Posts Scalable generative AI tools
Post
Cancel

Scalable generative AI tools

Desktop View

Jinifai MVP

Jinifai is a side project I’m working on, to play with diffusion models and microservices. It is a scalable web application offering generative AI tools for creating images. It is build with a microservices architecture. The MVP is really minimal but the main backbone of the system is in place, and it is easy to enhance it with additional features and services. Given enough time and resources, it can become a full-fledged, scalable generative AI platform that implements all the features of the stable diffusion webui.

This is the high level architecture of the system:

Desktop View

  • Auth service (django, GitHub repo)
    Responsible for user authentication and authorization using JWT tokens.
  • Payments service (django, GitHub repo)
    Currently, it implements a fake payments system.
  • Pre inference service (fastAPI, GitHub repo)
    Responsible for rate limiting users based on tier (and future preprocessing tasks).
  • Inference service (Runpod, GitHub repo)
    Inference is serverless. The minimum number of workers is 0 (for cost reasons). This means that you might experience a cold start and a delay of a few seconds when you first generate an image.
  • Web client (React, Redux, GitHub repo)
    The web client is a single page application, deployed on S3 and served by CloudFront (through AWS Amplify).

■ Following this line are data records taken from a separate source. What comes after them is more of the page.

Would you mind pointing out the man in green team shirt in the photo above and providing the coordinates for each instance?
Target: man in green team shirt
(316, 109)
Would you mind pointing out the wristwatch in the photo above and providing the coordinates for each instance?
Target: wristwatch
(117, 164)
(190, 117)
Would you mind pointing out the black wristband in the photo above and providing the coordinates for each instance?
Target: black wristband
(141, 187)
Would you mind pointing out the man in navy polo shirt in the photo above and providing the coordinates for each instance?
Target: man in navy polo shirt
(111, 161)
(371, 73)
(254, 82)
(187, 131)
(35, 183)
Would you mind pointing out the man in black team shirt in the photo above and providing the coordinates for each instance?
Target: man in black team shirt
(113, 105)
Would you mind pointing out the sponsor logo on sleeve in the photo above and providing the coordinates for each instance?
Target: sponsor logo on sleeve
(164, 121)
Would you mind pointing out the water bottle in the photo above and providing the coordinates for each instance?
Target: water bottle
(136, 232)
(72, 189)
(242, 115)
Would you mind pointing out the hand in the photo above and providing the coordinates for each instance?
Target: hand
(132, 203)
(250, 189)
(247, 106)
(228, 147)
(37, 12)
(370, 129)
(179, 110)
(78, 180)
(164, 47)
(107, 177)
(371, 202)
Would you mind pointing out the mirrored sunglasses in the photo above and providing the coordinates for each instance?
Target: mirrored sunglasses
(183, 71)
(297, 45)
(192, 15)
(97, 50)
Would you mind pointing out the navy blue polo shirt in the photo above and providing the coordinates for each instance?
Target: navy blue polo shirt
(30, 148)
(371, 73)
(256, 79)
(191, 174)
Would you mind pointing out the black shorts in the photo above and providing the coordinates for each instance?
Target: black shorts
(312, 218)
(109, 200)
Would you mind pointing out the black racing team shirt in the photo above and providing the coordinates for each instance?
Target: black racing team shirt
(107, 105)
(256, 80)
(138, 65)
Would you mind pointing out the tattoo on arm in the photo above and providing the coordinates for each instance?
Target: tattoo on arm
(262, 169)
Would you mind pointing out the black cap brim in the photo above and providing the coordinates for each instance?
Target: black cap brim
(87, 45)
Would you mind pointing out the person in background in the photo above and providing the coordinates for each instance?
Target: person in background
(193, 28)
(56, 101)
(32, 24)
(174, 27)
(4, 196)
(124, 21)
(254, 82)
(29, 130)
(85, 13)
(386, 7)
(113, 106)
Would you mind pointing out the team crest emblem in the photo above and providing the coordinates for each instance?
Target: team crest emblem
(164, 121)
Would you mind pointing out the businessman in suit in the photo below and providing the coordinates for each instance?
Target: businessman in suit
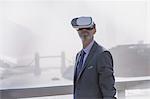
(93, 76)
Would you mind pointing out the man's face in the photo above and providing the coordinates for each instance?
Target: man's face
(86, 34)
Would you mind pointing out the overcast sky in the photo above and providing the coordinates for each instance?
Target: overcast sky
(29, 26)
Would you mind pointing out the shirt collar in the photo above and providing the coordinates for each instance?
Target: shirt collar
(87, 49)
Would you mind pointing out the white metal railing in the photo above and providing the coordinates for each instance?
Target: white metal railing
(121, 85)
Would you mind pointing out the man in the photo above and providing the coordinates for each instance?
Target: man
(93, 77)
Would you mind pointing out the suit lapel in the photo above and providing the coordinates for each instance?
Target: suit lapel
(89, 57)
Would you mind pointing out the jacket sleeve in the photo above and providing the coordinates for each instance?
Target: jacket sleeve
(105, 75)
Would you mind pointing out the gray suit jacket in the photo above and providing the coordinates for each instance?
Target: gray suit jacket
(96, 79)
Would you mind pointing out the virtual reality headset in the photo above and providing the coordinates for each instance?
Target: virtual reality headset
(82, 22)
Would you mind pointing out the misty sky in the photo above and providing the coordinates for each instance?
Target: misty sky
(29, 26)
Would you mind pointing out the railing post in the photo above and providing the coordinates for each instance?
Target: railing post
(121, 94)
(63, 62)
(37, 70)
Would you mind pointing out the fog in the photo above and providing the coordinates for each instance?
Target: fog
(28, 27)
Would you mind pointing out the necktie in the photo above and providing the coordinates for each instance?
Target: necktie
(79, 66)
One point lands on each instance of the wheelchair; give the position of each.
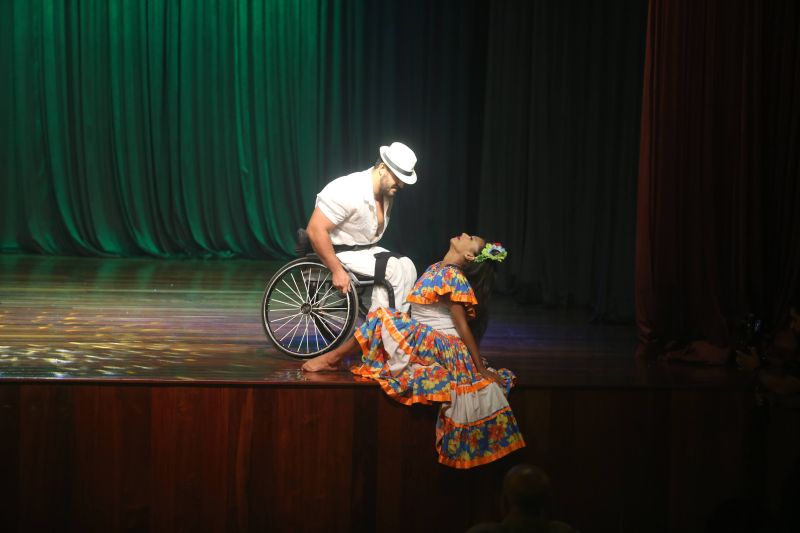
(303, 314)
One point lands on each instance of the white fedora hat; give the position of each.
(401, 160)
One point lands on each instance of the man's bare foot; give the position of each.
(321, 363)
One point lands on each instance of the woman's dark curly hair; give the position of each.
(481, 278)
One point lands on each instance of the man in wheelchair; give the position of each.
(351, 215)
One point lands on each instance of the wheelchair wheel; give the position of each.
(303, 314)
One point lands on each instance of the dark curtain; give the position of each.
(718, 232)
(205, 128)
(561, 134)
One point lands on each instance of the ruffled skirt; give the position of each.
(415, 363)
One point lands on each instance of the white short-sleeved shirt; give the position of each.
(349, 203)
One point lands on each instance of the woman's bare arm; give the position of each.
(459, 315)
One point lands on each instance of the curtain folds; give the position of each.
(717, 229)
(202, 128)
(560, 149)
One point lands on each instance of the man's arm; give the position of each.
(459, 315)
(319, 228)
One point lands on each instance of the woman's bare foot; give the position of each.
(321, 363)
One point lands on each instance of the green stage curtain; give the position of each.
(204, 128)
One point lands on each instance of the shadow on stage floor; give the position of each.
(166, 320)
(142, 394)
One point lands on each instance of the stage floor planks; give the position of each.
(144, 319)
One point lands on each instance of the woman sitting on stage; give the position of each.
(434, 356)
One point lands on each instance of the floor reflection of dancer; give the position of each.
(432, 355)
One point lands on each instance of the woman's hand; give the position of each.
(493, 376)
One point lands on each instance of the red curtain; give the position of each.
(718, 232)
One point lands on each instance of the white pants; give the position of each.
(400, 273)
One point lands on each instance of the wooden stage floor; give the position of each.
(142, 395)
(170, 320)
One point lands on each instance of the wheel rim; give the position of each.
(304, 314)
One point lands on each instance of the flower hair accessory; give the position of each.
(493, 251)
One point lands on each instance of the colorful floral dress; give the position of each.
(423, 360)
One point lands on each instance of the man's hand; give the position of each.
(341, 281)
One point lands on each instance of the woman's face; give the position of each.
(467, 244)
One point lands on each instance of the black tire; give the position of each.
(303, 314)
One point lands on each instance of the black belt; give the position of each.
(351, 247)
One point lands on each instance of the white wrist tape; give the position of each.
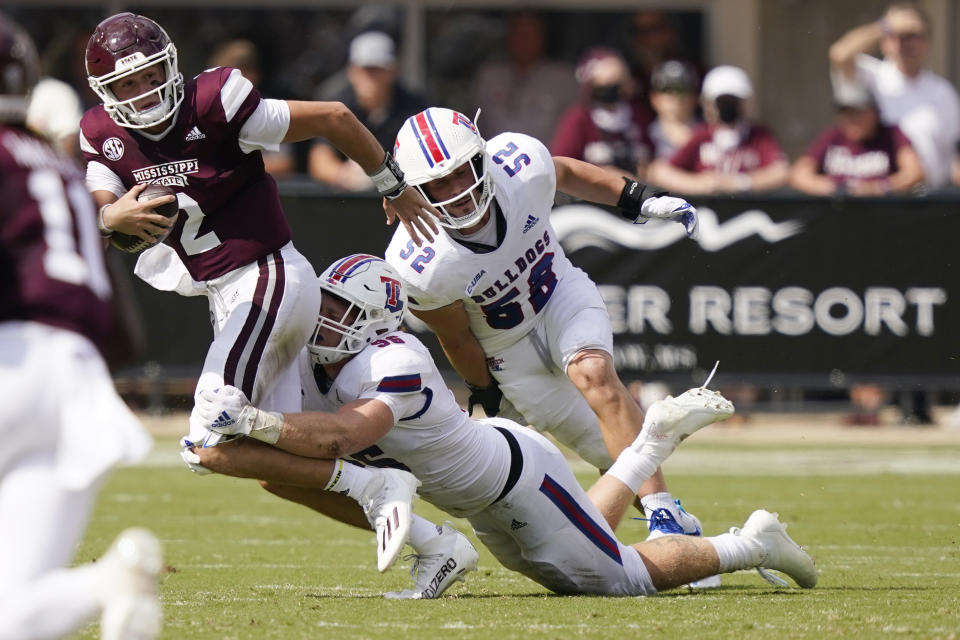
(388, 178)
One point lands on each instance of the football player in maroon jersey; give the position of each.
(231, 240)
(63, 425)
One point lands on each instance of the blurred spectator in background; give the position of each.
(859, 155)
(54, 112)
(525, 92)
(956, 166)
(379, 101)
(606, 128)
(729, 153)
(924, 105)
(242, 54)
(674, 90)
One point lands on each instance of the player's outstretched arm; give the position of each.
(335, 122)
(637, 201)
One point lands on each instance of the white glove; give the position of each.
(228, 411)
(670, 208)
(191, 459)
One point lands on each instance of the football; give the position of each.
(133, 244)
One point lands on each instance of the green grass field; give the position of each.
(881, 520)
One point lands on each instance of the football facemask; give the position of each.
(433, 144)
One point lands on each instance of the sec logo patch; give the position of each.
(113, 149)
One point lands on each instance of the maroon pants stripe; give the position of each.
(250, 373)
(256, 308)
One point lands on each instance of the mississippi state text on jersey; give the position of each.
(231, 210)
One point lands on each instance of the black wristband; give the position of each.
(487, 397)
(633, 195)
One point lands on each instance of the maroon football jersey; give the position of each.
(843, 159)
(51, 255)
(231, 210)
(758, 148)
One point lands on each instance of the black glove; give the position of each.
(632, 197)
(487, 397)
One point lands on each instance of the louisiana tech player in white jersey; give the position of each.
(514, 317)
(503, 289)
(379, 391)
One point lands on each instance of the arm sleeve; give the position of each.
(420, 300)
(396, 379)
(101, 178)
(266, 127)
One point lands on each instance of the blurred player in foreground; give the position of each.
(63, 425)
(231, 241)
(375, 392)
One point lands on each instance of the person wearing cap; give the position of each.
(378, 100)
(674, 87)
(859, 155)
(923, 104)
(729, 153)
(525, 91)
(606, 128)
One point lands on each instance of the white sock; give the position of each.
(736, 552)
(348, 479)
(661, 500)
(422, 531)
(54, 605)
(633, 468)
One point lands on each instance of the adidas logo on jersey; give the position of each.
(531, 220)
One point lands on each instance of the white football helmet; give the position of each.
(375, 302)
(431, 145)
(125, 44)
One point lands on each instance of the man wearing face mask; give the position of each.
(729, 153)
(606, 128)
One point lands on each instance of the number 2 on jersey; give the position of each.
(506, 312)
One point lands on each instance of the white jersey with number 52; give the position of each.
(503, 290)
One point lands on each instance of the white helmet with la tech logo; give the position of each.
(374, 299)
(431, 145)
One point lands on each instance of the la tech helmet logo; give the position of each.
(394, 302)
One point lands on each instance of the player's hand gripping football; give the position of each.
(132, 217)
(228, 411)
(416, 215)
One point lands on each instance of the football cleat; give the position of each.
(780, 552)
(132, 608)
(664, 522)
(673, 420)
(442, 562)
(387, 502)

Auth, payments and pre inference services are deployed on an AWS ECS cluster. Inference is deployed on a Runpod serverless API. There is an AWS API Gateway in front of the ECS cluster. The microservices communicate with each other by publishing and consuming events on rabbitMQ. There is a postgres RDS instance with one database for each service. Redis is used as a cache store for all services. Static files are stored on S3 and served through Cloudfront CDN. CI/CD is implemented with GitHub actions.